Physicians must avoid getting trapped inside a diagnostic box, Harvard University professor Jerome Groopman puts forth in his recent book How Doctors Think. One case from my practice illustrates how easily we can get snared.
Familial short stature
“Joshua” was a full-term infant delivered vaginally weighing 3,280 g with APGARs of 8 and 8. He was breastfed for the first six months and then transitioned to formula and solid foods. I saw him for a variety of minor pediatric illnesses over his first 5 years — recurrent otitis media, upper respiratory tract infections, strep pharyngitis and gastroenteritis. He recovered from them all without sequelae. Subsequently, he was rarely ill and he became very athletic. Of his two older brothers, one had congenital aortic valvar stenosis and asthma, while the other was healthy.

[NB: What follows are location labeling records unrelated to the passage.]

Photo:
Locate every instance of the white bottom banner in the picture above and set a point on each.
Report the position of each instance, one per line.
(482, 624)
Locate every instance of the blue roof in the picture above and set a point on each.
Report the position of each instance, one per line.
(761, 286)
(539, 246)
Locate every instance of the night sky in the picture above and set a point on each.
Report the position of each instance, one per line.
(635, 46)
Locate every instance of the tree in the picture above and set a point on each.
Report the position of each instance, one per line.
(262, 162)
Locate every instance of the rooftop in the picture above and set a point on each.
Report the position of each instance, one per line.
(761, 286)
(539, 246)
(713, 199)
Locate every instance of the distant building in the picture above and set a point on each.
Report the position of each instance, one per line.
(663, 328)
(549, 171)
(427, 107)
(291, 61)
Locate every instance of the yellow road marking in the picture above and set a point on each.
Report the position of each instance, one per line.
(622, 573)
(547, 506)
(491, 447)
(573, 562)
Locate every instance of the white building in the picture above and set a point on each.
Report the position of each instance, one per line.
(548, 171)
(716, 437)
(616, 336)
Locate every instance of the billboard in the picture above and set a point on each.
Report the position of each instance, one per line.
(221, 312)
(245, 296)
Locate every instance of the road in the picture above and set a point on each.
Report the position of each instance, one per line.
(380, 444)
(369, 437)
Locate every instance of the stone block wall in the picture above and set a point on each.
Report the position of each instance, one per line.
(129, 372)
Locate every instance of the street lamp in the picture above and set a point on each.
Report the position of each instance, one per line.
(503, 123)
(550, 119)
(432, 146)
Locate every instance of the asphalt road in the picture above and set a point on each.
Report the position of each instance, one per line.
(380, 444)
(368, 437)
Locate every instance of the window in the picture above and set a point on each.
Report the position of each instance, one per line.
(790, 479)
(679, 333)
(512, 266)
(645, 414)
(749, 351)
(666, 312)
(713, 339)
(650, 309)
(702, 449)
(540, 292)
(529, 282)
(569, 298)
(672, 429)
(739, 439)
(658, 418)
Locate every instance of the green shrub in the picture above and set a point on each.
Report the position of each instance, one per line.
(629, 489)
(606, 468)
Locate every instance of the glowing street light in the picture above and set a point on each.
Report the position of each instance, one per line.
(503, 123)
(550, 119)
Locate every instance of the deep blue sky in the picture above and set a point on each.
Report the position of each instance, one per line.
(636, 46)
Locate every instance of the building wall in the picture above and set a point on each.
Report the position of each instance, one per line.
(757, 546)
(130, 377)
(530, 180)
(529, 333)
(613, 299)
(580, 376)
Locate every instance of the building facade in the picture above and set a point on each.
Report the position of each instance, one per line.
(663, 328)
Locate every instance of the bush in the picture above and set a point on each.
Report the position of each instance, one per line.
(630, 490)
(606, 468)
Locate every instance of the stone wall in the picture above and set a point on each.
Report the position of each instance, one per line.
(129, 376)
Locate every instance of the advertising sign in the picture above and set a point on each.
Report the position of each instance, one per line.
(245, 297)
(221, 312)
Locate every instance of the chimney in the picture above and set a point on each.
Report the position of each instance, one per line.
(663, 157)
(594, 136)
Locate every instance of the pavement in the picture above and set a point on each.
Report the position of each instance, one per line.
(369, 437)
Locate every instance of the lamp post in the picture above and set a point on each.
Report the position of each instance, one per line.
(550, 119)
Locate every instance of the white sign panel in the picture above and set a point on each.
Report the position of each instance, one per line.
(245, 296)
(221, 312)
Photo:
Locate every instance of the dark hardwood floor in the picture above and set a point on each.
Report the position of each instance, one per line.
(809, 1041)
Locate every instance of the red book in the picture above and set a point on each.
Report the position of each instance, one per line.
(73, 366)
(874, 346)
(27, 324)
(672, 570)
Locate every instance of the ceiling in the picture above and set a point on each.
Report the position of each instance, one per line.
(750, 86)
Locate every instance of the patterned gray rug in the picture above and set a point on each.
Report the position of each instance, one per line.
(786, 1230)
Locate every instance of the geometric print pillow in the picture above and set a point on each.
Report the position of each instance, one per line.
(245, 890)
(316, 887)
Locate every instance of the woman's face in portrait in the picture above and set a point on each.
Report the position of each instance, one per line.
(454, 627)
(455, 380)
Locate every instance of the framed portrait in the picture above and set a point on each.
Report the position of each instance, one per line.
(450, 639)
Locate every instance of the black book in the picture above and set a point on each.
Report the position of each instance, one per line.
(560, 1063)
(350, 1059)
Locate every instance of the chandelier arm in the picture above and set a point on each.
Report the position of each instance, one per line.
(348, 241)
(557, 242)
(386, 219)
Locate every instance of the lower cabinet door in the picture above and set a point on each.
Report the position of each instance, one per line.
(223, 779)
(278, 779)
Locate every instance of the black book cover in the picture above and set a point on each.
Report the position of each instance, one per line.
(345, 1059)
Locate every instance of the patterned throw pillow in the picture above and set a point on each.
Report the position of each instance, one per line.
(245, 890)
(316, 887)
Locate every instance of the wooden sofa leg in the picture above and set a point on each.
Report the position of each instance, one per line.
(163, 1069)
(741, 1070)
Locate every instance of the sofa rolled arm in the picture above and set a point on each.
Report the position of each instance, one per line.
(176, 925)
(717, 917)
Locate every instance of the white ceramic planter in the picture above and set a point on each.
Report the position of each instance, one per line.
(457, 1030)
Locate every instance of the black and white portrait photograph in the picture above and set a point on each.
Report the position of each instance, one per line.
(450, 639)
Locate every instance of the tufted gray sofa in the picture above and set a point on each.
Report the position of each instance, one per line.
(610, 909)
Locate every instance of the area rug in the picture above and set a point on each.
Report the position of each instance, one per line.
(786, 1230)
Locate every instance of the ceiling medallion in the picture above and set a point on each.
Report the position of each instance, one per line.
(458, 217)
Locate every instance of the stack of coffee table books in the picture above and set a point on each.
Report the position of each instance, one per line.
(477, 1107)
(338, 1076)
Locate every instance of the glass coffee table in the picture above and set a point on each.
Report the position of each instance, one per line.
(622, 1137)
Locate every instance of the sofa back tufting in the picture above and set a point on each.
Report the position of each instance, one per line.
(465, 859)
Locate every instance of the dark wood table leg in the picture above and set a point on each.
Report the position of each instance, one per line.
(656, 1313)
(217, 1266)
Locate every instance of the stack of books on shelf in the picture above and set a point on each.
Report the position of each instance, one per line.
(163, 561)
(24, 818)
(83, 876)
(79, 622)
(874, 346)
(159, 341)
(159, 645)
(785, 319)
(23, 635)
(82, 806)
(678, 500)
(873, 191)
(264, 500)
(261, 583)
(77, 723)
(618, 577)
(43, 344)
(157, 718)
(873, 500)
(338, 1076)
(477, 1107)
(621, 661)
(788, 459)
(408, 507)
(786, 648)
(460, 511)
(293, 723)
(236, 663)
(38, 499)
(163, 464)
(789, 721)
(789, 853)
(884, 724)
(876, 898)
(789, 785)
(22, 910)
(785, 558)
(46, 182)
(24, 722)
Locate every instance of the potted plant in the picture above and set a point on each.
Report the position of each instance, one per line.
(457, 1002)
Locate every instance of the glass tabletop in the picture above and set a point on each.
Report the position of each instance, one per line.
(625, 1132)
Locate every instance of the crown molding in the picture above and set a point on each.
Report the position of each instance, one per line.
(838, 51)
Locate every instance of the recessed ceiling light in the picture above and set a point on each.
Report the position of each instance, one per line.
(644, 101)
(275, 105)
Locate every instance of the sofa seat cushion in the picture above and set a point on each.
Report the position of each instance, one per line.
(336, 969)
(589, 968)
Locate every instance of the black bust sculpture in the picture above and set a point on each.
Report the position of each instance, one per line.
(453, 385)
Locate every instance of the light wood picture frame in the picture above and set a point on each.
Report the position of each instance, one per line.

Frankly, Joshua was indistinguishable from other patients in my practice. There was one notable exception: he was always on the short side. This came as no surprise, though — his grandparents and his parents were short, with Dad at 5'6", Mom 5'3", and his brothers, 5'5" and 5'6". “Familial short stature is by far the most common cause of short stature in the developed world. Children with this condition have a family history of short but otherwise healthy parents.” (Osborne, Pediatrics, p.1012). I was overtaken by paradigm thinking. Joshua seemed to fit the expectations connected with this strong familial trait. Using a formula for the prediction of adult height, the boy was destined to be around 164 cm as an adult.
At age 12, with a pubertal staging of Tanner 1 (prepubertal), his growth appeared to slow and his height fell slightly from its previous trajectory, although he still seemed on target to reach his predicted adult height. Despite the comfort of paradigm thinking, I also noticed my patient had constitutionally delayed puberty!
At this point, I took note of information recorded in his chart some years earlier: mother, grandmother and a male first cousin all had hypothyroidism diagnosed as adults. Joshua's thyroid was normal. But because of the family history, his mother requested a thyroid study. Results were a surprise (too much paradigm thinking!). The answer to his fall-off in growth: TSH 100 mlU/L (normal = 0.34-5.60 mIU/L) T4 = 3.1 pmol/L (normal = 8.0-18.0 pmol/L). Joshua was started on synthroid, his growth has picked up and is back on course to reach the lower end of his predicted adult height range.
Yes, Joshua had familial short stature but thinking inside this box prevented me from considering that he also had hypothyroidism!
Richard Haber, MD, FAAP, FRCPC is an associate professor of pediatrics at McGill University and the Director of the Pediatric Consultation Centre at the Montreal Children’s Hospital.